今年に入って3本のマラソンに出場

箱根駅伝以外でも、太田が驚異的なペースで走ったレースが、初マラソンの東京マラソン(今年3月)だった。中間点過ぎまで2時間2分台ペースで走る先頭集団に、日本人でただ1人、果敢に食い下がった(日本記録は2時間04分56秒)。中間点通過は1時間01分19秒で、ハーフマラソン自己記録の1時間02分30秒を大幅に上回り、30km通過も1時間28分50秒で、服部勇馬(31、トヨタ自動車)が東洋大時代に出した学生記録を2秒上回っていた。さすがにオーバーペースだったようで、低体温症と低血糖値のため36kmで途中棄権したが、積極果敢なレース展開は強烈なインパクトを与えた。

太田選手(25年東京マラソン)

7月のゴールドコースト・マラソンは2時間08分31秒で2位。東京マラソンのようなハイペースではなかったが、マラソンを一度、しっかり完走しておくことを優先した。「タイムや順位よりも、東京マラソンから修正した一部は改善できた」と自身のSNSにコメント。9月のベルリン・マラソンに向けての練習の一環という位置づけだった。

9月のベルリン・マラソンでは10km通過が29分08秒と再度、ハイペースに挑んだが、10km過ぎからペースが鈍り、2時間14分02秒で18位という結果に終わった。マラソン3レースを経験して、太田は次のように自己分析している。

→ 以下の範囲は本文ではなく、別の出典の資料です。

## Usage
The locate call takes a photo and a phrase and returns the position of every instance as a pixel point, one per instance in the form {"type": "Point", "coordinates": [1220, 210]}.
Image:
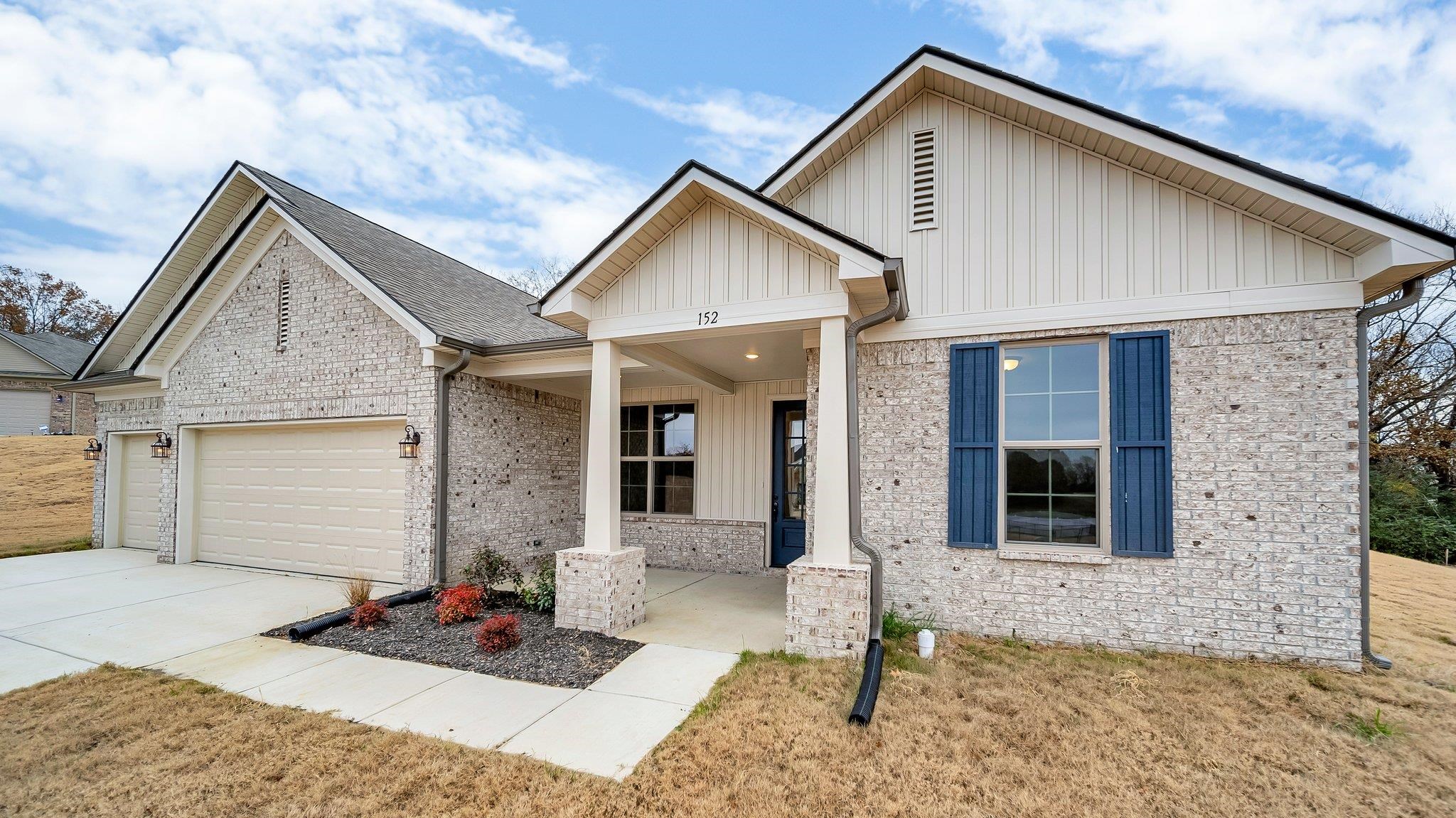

「東京マラソンは給水の中身が良くなかったと思ったので、ゴールドコーストでは中身を変えました。東京ではお尻の筋肉に後半来てしまったので、そこを改善できるトレーニングをしました。ゴールドコーストで改善したところは発揮できたと思います。ベルリンでは1kmで集団から抜け出すところで無駄な体力を使ってしまいましたし、メンタル的にも少し良くなかった部分もあったと思います」

今後は練習方法の変更も考えている。「本当に悔しかったですし、今までやって来た部分を色々変えないといけない、と感じたレースでした。例えばもっと高地トレーニングを行うなど、エビデンスに基づいたやり方を徹底してやっていくべきだと思っています」。マラソンに関してはまだ、試行錯誤の真っ最中のようだ。